夏になると、うるさいなぁと思いながらもセミの声を聞きたくなる。真っ赤でジューシーなスイカが食べたくなる。ひんやり冷たいかき氷が食べたくなる。暑い暑いうんざりすると思いながらも、暑いのが少しうれしくなる。
そしてお腹の底に響くような大きな花火を間近で見たくなる。
近くでは大きな花火大会が2ヶ所で開催される。小さな頃から家族で、どちらかの花火大会には必ず見に行っていた。両方見に行くこともあった。
目の前近く、そしてほぼ真上に広がる大きな花火。
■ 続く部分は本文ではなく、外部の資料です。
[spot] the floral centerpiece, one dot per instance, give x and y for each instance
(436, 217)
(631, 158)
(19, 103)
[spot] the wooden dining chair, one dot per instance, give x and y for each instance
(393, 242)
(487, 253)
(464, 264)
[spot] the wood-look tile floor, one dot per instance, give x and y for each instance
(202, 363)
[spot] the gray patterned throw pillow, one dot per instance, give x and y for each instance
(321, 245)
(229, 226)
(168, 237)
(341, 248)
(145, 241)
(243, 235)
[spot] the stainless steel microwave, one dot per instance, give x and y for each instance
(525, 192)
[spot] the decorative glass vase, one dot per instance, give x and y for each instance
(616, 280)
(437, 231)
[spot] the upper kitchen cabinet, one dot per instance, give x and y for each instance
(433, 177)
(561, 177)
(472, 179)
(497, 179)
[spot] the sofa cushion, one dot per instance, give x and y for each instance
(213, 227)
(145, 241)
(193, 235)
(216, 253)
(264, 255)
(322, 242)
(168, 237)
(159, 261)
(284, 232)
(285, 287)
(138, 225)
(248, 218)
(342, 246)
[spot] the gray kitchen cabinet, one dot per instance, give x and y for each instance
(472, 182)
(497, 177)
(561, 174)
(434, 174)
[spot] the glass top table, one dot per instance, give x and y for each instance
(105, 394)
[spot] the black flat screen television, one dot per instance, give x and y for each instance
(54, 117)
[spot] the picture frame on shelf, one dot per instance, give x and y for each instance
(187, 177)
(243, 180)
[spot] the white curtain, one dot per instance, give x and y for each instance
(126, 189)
砂浜に寝転がって、芝生の上に寝転がって、ドンドンと大きく響く花火を見た。
花火大会には行くと必ずりんご飴を買ってもらった。花火大会とりんご飴はセットだった。甘くてつるりとして、噛むとシャキシャキする見た目もかわいいりんご飴。大人になってからもあのおいしさを忘れられず買って食べてみたことがあったけど、久しぶりに食べるりんご飴は、あまりおいしいものではなくなってしまっていた。だから、もう今はりんご飴は思い出の味。
子どもが小さな頃は、毎年どちらかの花火を見に行っていた。大きな音が苦手だった息子。小さな耳を手でぎゅーっと押さえながら見る花火。
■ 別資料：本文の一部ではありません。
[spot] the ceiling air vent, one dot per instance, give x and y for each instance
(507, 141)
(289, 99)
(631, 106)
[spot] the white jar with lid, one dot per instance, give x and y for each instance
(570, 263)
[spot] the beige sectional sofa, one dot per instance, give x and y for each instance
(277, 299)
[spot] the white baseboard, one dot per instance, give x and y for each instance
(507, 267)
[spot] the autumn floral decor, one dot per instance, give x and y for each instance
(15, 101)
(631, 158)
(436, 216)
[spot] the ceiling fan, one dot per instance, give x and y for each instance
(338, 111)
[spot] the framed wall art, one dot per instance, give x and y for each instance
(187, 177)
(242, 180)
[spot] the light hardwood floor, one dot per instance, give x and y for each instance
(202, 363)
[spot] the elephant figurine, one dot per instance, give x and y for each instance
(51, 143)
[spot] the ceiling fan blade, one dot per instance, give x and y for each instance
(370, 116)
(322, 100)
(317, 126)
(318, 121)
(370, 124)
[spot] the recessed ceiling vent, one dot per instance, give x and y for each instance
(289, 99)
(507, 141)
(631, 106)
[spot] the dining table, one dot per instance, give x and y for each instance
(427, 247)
もう今は花火大会には一緒に行きたがらなくなった息子。そして、子どもが小さかったから花火に行くのに付き合ってくれてた夫。暑い中人混みに出ていくのが億劫で、花火大会には行きたがらなくなってしまった。
花火大会に行きたい、大きな花火を間近で見たい、と強く思うけど、1人で花火大会に行く勇気はないので、去年はベランダから見える小さな花火を1人で見た。小さすぎて迫力がないけど、やっぱり小さくても花火はうれしい。
声をかけてみるけど、今年も家から見える小さな花火かな。車を走らせて、少しでも近くで見ようかな。